Model Testing, F1 Score Values, and Displayed Metric Definitions

When clicking on a Sample in the chart on the Model Testing page in the Model Testing Results section, an F1 Score is shown. Is it possible to calculate an F1 Score on an individual sample? I thought the F1 Score was based on Precision and Recall that are based on the whole dataset.

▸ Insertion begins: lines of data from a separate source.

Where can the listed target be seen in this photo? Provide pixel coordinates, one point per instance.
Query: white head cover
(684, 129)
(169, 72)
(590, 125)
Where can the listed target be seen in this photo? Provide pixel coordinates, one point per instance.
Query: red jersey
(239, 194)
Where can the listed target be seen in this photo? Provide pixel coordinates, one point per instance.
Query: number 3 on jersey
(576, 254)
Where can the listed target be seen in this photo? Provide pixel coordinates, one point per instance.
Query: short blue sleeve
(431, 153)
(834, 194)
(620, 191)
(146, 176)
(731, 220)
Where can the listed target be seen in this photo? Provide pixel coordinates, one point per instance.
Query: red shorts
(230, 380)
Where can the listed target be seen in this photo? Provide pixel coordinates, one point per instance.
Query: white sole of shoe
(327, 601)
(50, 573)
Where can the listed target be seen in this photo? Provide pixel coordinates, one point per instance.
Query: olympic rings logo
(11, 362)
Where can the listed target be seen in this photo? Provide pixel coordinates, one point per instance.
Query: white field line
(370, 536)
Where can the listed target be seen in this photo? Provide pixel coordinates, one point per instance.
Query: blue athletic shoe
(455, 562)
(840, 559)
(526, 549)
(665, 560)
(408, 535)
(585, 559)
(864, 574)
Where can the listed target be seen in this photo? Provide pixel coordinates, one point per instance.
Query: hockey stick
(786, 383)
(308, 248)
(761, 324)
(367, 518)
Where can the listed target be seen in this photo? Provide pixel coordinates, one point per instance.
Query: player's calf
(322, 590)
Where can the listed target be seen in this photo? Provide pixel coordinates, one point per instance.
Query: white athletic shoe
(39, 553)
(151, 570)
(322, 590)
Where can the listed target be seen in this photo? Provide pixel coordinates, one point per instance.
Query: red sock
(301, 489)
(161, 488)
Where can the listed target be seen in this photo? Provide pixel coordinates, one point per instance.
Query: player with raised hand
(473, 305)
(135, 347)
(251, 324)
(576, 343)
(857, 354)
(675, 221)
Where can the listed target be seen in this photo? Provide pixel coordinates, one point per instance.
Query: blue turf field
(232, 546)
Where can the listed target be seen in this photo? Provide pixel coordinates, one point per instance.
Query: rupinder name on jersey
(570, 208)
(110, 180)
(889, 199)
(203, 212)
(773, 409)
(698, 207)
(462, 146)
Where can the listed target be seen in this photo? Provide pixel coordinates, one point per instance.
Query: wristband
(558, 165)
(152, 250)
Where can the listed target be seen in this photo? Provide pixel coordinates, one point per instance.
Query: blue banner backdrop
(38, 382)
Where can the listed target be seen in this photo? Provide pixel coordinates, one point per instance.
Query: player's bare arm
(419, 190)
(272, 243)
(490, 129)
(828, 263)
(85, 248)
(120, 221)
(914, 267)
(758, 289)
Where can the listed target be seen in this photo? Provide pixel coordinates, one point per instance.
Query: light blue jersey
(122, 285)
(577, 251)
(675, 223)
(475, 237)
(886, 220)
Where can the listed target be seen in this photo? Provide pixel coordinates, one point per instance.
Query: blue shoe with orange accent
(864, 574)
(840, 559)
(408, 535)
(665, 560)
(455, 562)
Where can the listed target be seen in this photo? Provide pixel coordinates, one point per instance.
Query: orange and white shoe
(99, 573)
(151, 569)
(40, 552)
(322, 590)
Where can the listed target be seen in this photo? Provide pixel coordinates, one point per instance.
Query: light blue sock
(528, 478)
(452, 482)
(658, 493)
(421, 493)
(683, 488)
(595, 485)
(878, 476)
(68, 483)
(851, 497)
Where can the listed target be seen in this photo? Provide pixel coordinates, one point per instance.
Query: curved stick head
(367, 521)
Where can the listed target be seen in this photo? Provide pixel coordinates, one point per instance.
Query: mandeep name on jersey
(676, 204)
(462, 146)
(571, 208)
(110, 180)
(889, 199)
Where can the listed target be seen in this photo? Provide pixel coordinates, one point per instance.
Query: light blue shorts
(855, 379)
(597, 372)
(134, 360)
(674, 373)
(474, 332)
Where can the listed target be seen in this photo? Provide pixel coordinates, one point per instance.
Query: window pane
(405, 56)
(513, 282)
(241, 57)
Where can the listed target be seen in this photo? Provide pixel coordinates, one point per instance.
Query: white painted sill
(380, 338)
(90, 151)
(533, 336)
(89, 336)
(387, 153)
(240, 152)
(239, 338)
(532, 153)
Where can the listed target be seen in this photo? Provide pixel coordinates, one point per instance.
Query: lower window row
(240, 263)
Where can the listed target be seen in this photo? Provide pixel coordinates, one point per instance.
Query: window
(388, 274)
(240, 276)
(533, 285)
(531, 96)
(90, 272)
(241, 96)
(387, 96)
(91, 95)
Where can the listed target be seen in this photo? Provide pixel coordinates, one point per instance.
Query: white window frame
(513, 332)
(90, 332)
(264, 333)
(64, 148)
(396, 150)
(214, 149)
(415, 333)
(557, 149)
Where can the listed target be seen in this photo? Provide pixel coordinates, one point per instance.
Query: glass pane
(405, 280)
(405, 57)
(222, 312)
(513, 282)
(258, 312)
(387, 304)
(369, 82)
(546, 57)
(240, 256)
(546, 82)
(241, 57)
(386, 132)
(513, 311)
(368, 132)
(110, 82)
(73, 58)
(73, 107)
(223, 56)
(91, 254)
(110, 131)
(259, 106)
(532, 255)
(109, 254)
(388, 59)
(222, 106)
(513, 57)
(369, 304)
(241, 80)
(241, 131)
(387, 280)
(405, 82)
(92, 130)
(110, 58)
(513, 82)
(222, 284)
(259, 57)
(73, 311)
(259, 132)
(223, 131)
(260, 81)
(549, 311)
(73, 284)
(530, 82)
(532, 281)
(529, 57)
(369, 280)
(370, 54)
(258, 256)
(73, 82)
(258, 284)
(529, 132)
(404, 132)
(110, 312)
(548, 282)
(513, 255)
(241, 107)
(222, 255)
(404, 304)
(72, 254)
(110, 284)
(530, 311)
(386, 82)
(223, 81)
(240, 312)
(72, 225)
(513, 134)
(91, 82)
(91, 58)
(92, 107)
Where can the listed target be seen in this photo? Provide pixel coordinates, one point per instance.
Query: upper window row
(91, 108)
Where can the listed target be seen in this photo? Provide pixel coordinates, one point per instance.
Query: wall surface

Likewise, when clicking the info icon, a question mark in a circle, near the Accuracy it reads "The percentage of all the samples with a Precision score above 80%". I interpret this as somehow a Precision is being calculated for each Sample. Maybe another way to interpret this is, however unlikely, is that the dataset used to calculate the Accuracy had a Precision greater than 80%. If a Sample was added to the dataset and the Precision dropped below 80% that Sample was thrown out and not used in the Accuracy calculation.

Hi @MMarcial,

I suppose you could calculate an F1 score for a single sample, as that would be the same as having a dataset of 1 sample. That score would not give you a lot of information, though. It would be like calculating the accuracy based on a single test sample (it will end up being 100% or 0%, which is not very useful).

Can you provide a screenshot of where you see that accuracy tooltip? I cannot seem to find it on the Testing page.

I understand your valid argument about a 1 sample dataset but I am questioning how captions are being phrased.

This image seems to declare the individual Sample pool.20.400560.208076 has an F1 Score of 67%.

With regards to the other question I asked…
This image seems to indicate an individual Samples can have a Precision Score > 80%

Hi @MMarcial,

Hmmm…interesting. Could you provide me with your project ID so I could take a look?

Project Id: 136034

The info popup has changed to a statement that makes more sense now.

The Sample info below the chart that appears when you click a Sample in the chart still shows F1 Score that I think should be (Sample) Prediction Accuracy. The table to the left also shows F1 Score.

Hi @MMarcial,

Sorry for the delay on this. I got an answer for you from Dan. It looks like you are using FOMO, and with FOMO, we divide the image into a grid and classify each box, so we can create an F1 score to represent the proportion of correct and incorrect grid boxes.

Hope that helps!